🤖 AI Summary
This work addresses the performance degradation in sim-to-real transfer for robotic assembly and the limitations of purely real-world reinforcement learning, which often relies on human supervision and exhibits poor generalization. To overcome these challenges, the authors propose a heterogeneous hybrid policy architecture: a low-level state-based base policy is trained in simulation to serve as a behavioral prior, while a residual policy is learned directly in the real world using visual observations and sparse rewards to compensate for discrepancies in dynamics and perception. This approach requires no human intervention and enables efficient adaptation. Evaluated on multiple two-part assembly tasks, the method achieves near-perfect success rates—improving by 38.4% over existing zero-shot sim-to-real approaches—and reduces cycle time by 29.7%, demonstrating a strong balance among success rate, generalization, and efficiency.
📝 Abstract
Robotic assembly presents a long-standing challenge due to its requirement for precise, contact-rich manipulation.
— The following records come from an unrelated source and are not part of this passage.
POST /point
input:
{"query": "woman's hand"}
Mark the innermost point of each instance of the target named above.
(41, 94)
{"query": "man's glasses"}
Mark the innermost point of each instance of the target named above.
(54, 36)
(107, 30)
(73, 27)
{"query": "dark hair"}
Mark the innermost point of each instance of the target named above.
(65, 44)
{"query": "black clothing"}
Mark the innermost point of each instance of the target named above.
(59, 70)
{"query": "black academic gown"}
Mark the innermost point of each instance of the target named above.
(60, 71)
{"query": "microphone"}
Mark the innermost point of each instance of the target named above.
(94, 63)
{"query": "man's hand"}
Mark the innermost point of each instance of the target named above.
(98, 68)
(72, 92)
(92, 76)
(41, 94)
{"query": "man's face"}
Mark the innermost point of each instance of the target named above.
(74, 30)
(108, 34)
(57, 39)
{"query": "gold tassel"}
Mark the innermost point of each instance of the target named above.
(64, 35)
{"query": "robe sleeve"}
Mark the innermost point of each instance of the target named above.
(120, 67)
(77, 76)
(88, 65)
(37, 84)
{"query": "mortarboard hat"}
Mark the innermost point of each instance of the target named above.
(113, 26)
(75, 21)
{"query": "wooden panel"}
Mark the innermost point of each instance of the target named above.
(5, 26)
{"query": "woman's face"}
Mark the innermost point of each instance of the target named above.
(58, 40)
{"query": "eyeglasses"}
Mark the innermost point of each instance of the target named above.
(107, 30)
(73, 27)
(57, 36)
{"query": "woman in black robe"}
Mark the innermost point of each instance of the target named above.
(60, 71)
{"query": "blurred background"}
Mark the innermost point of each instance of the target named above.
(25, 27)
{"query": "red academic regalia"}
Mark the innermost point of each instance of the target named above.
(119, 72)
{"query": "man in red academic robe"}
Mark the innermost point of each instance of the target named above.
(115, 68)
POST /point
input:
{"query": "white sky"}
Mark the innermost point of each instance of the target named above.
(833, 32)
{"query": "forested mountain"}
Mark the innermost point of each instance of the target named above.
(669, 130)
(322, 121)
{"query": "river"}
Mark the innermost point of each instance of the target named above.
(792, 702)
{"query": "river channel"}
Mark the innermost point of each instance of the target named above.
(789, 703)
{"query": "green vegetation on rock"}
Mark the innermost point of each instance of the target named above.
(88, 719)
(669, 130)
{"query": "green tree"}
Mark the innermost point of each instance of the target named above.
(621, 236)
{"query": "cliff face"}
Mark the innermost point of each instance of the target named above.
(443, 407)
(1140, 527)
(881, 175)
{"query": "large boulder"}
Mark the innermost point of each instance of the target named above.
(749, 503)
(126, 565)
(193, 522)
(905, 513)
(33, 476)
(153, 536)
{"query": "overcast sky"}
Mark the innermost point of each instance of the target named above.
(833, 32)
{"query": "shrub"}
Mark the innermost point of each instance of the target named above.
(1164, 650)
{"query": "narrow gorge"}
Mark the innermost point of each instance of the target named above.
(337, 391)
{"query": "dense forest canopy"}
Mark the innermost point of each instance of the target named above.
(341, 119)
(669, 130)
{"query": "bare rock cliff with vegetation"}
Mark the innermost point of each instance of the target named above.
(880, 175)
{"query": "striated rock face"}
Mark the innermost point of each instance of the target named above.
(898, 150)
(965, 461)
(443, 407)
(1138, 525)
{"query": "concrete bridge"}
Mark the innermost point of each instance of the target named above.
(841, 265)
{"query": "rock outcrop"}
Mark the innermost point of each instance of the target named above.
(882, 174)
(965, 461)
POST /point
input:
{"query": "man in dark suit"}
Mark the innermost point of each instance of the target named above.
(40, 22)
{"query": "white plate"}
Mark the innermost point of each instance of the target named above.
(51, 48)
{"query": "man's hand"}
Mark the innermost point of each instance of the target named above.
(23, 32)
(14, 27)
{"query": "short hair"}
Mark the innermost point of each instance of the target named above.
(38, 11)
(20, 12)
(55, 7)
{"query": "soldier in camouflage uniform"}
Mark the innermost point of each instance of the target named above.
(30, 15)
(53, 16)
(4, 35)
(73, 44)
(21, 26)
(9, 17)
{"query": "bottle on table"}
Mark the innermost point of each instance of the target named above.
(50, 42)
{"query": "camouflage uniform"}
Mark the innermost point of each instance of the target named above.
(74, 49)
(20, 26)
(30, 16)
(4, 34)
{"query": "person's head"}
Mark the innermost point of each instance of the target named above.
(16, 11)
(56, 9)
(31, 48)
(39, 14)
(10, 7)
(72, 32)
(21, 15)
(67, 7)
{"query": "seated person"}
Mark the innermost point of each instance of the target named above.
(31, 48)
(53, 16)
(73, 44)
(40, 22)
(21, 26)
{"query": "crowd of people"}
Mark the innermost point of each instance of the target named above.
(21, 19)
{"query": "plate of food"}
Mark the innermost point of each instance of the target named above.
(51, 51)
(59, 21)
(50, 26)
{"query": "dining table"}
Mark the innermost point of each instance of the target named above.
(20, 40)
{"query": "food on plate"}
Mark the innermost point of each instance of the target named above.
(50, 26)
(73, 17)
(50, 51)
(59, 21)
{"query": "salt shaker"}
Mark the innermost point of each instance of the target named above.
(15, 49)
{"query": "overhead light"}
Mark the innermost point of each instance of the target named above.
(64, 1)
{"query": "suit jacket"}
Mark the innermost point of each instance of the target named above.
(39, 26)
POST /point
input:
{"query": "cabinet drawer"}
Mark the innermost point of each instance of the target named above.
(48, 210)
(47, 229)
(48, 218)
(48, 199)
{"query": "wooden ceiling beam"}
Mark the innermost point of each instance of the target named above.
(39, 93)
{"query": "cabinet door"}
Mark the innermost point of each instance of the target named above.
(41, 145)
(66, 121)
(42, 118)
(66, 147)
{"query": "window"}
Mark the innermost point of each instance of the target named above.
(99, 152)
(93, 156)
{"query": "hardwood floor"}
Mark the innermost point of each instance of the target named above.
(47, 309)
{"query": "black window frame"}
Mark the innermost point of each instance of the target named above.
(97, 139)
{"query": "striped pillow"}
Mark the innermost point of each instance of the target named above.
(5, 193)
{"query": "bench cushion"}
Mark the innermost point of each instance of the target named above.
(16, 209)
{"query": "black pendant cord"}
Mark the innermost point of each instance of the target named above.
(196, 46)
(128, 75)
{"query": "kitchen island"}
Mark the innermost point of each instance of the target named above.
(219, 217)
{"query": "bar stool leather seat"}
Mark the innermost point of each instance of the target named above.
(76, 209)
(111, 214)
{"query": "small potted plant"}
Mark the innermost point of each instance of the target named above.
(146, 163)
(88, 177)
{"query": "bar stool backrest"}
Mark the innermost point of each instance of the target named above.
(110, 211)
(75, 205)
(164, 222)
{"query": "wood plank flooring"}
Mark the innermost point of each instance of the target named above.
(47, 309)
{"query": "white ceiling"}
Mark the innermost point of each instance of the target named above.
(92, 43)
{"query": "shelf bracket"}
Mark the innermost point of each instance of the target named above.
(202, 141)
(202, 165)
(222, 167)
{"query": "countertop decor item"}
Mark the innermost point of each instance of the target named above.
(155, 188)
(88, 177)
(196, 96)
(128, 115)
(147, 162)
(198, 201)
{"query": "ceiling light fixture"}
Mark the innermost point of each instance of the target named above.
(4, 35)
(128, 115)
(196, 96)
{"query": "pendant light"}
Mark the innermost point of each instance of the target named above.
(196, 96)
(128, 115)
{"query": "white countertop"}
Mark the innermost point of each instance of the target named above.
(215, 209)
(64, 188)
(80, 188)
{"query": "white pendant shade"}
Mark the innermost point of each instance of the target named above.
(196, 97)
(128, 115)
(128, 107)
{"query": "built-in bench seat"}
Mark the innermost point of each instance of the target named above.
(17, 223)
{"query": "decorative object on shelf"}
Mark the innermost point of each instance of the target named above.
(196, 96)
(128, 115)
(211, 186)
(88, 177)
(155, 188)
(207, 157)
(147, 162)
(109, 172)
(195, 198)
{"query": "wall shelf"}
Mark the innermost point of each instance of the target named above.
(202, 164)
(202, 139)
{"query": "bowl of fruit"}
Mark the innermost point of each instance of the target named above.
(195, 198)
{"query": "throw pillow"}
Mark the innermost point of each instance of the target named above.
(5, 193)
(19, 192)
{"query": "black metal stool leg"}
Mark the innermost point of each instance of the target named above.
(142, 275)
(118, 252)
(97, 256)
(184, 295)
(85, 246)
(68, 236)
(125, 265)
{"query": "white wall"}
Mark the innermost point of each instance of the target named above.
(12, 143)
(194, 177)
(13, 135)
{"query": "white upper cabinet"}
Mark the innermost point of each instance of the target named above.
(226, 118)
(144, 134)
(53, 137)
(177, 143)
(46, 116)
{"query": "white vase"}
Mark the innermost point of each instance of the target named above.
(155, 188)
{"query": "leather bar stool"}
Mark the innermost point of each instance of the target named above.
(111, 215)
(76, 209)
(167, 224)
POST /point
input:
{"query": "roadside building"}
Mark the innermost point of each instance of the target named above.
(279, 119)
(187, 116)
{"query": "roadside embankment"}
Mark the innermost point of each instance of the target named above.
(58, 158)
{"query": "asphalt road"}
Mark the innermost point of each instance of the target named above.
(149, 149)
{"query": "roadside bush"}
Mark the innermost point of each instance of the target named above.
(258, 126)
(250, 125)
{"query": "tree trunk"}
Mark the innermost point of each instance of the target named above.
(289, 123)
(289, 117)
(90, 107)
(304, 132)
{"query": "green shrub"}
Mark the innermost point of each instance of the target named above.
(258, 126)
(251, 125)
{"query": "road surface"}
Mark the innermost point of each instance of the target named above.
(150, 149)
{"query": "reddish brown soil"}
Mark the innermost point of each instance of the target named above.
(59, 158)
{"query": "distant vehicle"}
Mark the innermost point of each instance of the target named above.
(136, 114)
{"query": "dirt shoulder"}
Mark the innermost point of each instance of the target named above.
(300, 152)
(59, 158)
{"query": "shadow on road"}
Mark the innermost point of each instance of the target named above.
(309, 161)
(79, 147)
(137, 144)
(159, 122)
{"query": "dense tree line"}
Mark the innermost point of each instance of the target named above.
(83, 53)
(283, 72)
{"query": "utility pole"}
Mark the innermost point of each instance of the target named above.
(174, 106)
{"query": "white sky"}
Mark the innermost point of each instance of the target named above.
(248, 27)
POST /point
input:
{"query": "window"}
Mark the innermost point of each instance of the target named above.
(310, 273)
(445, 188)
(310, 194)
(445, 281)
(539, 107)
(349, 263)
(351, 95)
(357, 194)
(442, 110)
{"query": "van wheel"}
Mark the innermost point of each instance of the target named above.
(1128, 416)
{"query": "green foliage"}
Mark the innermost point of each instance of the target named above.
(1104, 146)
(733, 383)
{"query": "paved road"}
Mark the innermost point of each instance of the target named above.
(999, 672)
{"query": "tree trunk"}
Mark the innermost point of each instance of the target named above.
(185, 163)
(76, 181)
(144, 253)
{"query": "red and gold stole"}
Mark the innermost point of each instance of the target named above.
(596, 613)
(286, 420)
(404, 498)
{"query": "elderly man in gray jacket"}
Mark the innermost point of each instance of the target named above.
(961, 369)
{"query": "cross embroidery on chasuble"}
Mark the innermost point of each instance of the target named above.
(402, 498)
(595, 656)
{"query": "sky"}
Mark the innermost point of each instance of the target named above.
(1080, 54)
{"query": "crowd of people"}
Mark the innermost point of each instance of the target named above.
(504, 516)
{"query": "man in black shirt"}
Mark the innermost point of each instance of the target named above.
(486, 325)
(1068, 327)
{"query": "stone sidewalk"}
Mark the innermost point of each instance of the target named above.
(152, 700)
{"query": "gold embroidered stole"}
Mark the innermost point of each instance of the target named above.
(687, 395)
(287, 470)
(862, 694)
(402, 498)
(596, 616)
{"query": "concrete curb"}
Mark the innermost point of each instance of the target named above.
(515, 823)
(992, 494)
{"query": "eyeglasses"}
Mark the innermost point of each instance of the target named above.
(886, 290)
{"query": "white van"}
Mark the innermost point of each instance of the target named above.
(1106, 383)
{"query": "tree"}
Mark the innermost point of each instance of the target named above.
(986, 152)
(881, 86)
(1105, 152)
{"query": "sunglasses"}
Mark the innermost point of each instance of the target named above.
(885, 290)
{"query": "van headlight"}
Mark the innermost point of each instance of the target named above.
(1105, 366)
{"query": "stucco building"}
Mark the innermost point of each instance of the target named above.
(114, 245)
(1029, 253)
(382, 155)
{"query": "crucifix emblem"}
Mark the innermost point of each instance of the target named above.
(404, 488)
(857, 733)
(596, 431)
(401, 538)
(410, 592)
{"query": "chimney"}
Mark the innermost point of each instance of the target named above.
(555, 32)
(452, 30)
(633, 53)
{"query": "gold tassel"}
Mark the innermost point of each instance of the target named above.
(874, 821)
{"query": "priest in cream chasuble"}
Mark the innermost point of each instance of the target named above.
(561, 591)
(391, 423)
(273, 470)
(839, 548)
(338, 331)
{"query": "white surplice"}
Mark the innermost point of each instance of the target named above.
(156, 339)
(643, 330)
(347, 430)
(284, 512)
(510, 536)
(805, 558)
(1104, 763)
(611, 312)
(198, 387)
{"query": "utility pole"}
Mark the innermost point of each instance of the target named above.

While simulation-based learning has enabled the development of robust assembly policies, their performance often degrades when deployed in real-world settings due to the sim-to-real gap. Conversely, real-world reinforcement learning (RL) methods avoid the sim-to-real gap, but rely heavily on human supervision and lack generalization ability to environmental changes. In this work, we propose a hybrid approach that combines a simulation-trained base policy with a real-world residual policy to efficiently adapt to real-world variations. The base policy, trained in simulation using low-level state observations and dense rewards, provides strong priors for initial behavior. The residual policy, learned in the real world using visual observations and sparse rewards, compensates for discrepancies in dynamics and sensor noise. Extensive real-world experiments demonstrate that our method, SPARR, achieves near-perfect success rates across diverse two-part assembly tasks. Compared to the state-of-the-art zero-shot sim-to-real methods, SPARR improves success rates by 38.4% while reducing cycle time by 29.7%. Moreover, SPARR requires no human expertise, in contrast to the state-of-the-art real-world RL approaches that depend heavily on human supervision.